The best method of understanding whether and how your workplace grapples with racial discrimination and harassment is to conduct a culture evaluation. Neutral third parties are best suited to conduct these evaluations. Using in-depth interviews of a sampling of employees, they can ask open-ended questions and follow leads that will ultimately yield an accurate picture of how your employees experience their workplaces and what steps can be taken to eliminate or prevent racial discrimination and harassment in the workplace.
Create a Better Workplace Culture
We’ve said this so many times and this is no exception: discrimination and harassment, especially race-related, are often symptoms of a dysfunctional workplace culture. Be assured that workplaces characterized by frequent conflict, gossip, backbiting, grudge-holding, unhealthy competitiveness, crude humor, and general negativity are often the conditions in which racial discrimination and harassment thrive. Businesses that overtly or even tacitly permit such environments are fostering behavior that can result in (compensable) damage to employees. A business’ culture is just as important and deserves as much intentionality as its business plan.

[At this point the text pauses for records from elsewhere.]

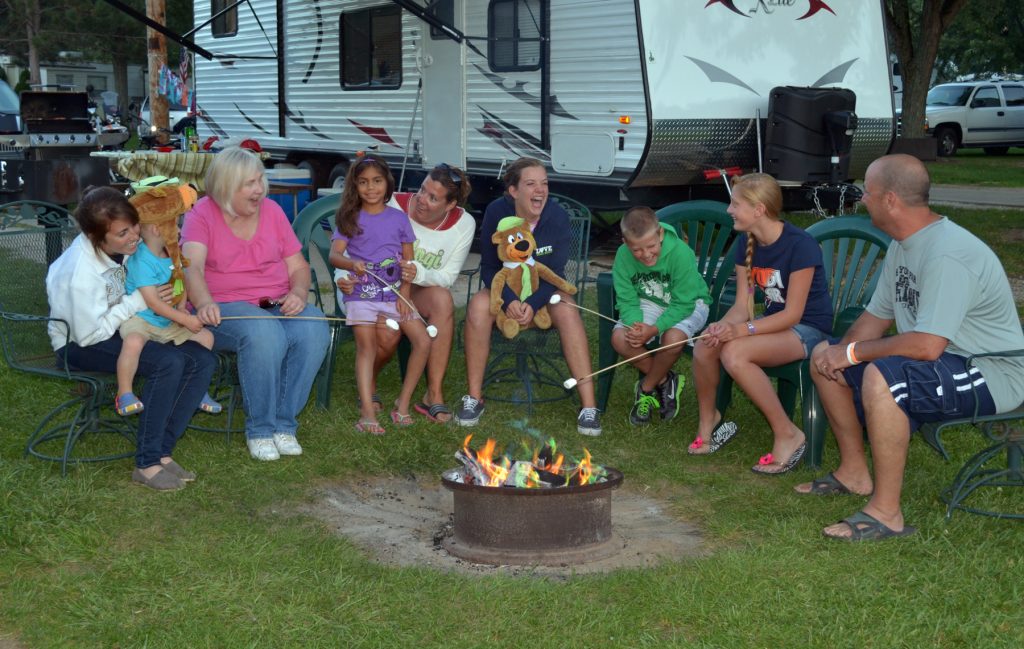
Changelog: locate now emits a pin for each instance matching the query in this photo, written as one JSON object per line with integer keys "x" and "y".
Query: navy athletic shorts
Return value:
{"x": 927, "y": 390}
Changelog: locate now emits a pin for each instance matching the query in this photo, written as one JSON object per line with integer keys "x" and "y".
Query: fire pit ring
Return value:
{"x": 540, "y": 526}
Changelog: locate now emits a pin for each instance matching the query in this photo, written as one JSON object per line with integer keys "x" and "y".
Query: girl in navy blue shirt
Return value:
{"x": 784, "y": 263}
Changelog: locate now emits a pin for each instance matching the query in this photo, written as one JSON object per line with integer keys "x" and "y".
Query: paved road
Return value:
{"x": 968, "y": 196}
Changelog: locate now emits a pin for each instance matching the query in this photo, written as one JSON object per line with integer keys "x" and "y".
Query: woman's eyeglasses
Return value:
{"x": 452, "y": 174}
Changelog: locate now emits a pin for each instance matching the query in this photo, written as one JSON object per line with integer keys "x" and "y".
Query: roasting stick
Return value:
{"x": 431, "y": 330}
{"x": 390, "y": 322}
{"x": 568, "y": 384}
{"x": 555, "y": 299}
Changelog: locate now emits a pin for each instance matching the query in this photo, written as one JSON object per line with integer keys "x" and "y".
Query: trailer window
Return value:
{"x": 514, "y": 35}
{"x": 443, "y": 10}
{"x": 371, "y": 49}
{"x": 227, "y": 23}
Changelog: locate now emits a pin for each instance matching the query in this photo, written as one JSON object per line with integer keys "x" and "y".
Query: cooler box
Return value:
{"x": 291, "y": 202}
{"x": 797, "y": 146}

The antidote is to begin with an organization-wide commitment to prohibiting discrimination in any form. This vision should be translated into policies that set high standards for the way in which employees treat one another in the workplace: there is a place for the golden rule in businesses, after all. Updated policies should foster proper training for managers, so they model workplace behavior marked by civility, inclusivity, and a low tolerance for conduct that deviates. Managers should be trained to recognize and deter all forms of mistreatment, especially discrimination related to race, and to empower employees to speak out if they witness or experience it. With careful attention, and learning from mistakes, a business can develop its culture so that behaviors even come close to something that looks like racial discrimination and harassment will be curtailed immediately.
In addition to celebrating Black history this month, employers should shine lights in any negative places in their organizations and bravely commit to being and doing better going forward.